As much as punk suggests a sound, it really embodies an attitude. Sporting signature spectacles under a loose mane of wild long hair, Sueco practically drips attitude. The gold-certified Los Angeles-based singer, producer, and multi-instrumentalist channels the spirit of nineties pop-punk through a 21st century lens, tapping into the unpredictability of hyperpop, the catharsis of hardcore, and a whole lot of hip-hop finesse. After generating nearly 1 billion streams and receiving praise from the likes of Rolling Stone, NYLON, Alternative Press, Billboard and OnesToWatch, he does the most punk thing of all and encourages everyone to sing and scream along on a series of singles for Atlantic Records and more to come in 2022.

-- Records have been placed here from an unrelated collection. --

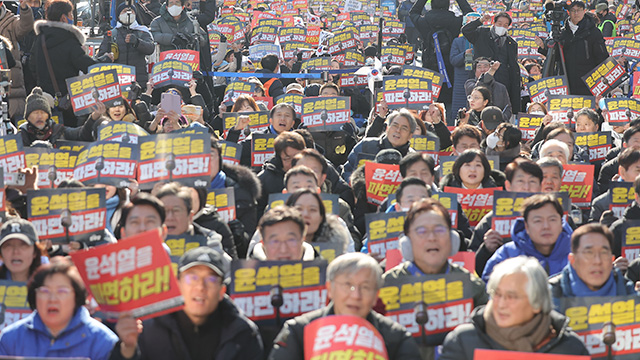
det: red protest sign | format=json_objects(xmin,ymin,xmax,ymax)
[
  {"xmin": 473, "ymin": 349, "xmax": 591, "ymax": 360},
  {"xmin": 304, "ymin": 315, "xmax": 389, "ymax": 360},
  {"xmin": 364, "ymin": 162, "xmax": 402, "ymax": 205},
  {"xmin": 71, "ymin": 230, "xmax": 183, "ymax": 319},
  {"xmin": 560, "ymin": 164, "xmax": 594, "ymax": 208},
  {"xmin": 160, "ymin": 50, "xmax": 200, "ymax": 71},
  {"xmin": 444, "ymin": 186, "xmax": 502, "ymax": 226}
]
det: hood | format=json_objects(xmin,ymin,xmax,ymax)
[
  {"xmin": 33, "ymin": 20, "xmax": 86, "ymax": 48},
  {"xmin": 511, "ymin": 218, "xmax": 573, "ymax": 262}
]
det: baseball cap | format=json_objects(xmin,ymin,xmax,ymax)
[
  {"xmin": 0, "ymin": 218, "xmax": 38, "ymax": 246},
  {"xmin": 480, "ymin": 106, "xmax": 504, "ymax": 130},
  {"xmin": 178, "ymin": 246, "xmax": 225, "ymax": 278}
]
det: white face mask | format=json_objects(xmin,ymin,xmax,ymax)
[
  {"xmin": 493, "ymin": 25, "xmax": 507, "ymax": 36},
  {"xmin": 487, "ymin": 132, "xmax": 500, "ymax": 149},
  {"xmin": 167, "ymin": 5, "xmax": 182, "ymax": 16},
  {"xmin": 118, "ymin": 11, "xmax": 136, "ymax": 26}
]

"I started writing songs, because I needed to know how I felt," he explains. "However, I pursued music as a career in order to help people similar to how my favorite artists had always helped me."
Growing up in Pasadena, Sueco experienced music for the first time in the church where his dad served as choir director, played guitar, and sang. After receiving Rock Band one Christmas, he crushed expert level at 100% on the drums and soon found himself behind the kit at church. He drummed in jazz band and held down center snare in marching band at school. Green Day's American Idiot opened up the floodgates of inspiration as he caught A Day To Remember in concert any chance possible. At 14-years-old, he wrote tunes of his own on guitar. Residing in a primarily Spanish-speaking neighborhood, he received the name "Sueco" (meaning "Swedish" in Spanish) in deference to his heritage. Around the same time, his mom passed away from breast cancer. "I was really fucked up from molly afterwards," he sighs. "It was a hard thing to get through growing up."

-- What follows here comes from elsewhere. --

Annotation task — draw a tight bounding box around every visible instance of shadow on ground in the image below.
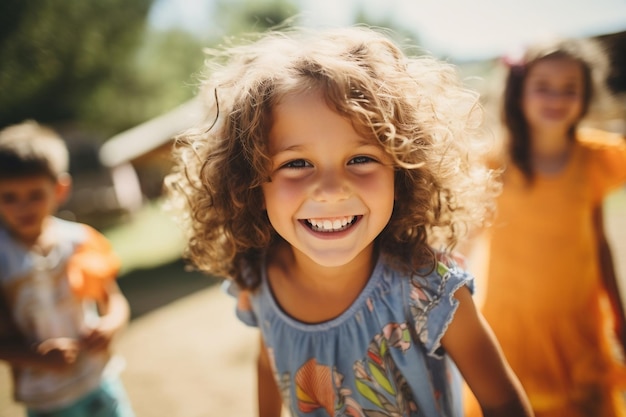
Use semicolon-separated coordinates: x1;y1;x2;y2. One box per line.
118;259;219;320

Under the influence of DJ Mustard during college, he downloaded Reason and began cooking up beats on his own. Eventually, he started to rap over them in between sharing original rock compositions on Soundcloud.
"I did a lot of the rap stuff for fun," he explains. "I was fucking around in the studio, but I was still making punk-inspired tracks the whole time. It just so happened my rap songs blew up first."

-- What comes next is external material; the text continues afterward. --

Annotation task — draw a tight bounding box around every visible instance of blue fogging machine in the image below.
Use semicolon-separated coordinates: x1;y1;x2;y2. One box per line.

His debut single "Fast" blew up in a big way during 2019. It captured #1 on TikTok, #1 on Spotify's Viral 50 -- Global, and #1 on the Viral 50 -- US, reached gold status, and attracted Offset and A Boogie Wit Da Hoodie for its high-powered Official Remix. On the heels of his first full-length project MISCREANT, he teamed up with Ty Dolla $ign, Wiz Khalifa, and Lil Yachty for "Speed Of Life," Papa Roach on "Swerve" [feat. FEVER 333 & Sueco], and Illenium on "Story Of My Life" [feat. Sueco & Trippie Redd].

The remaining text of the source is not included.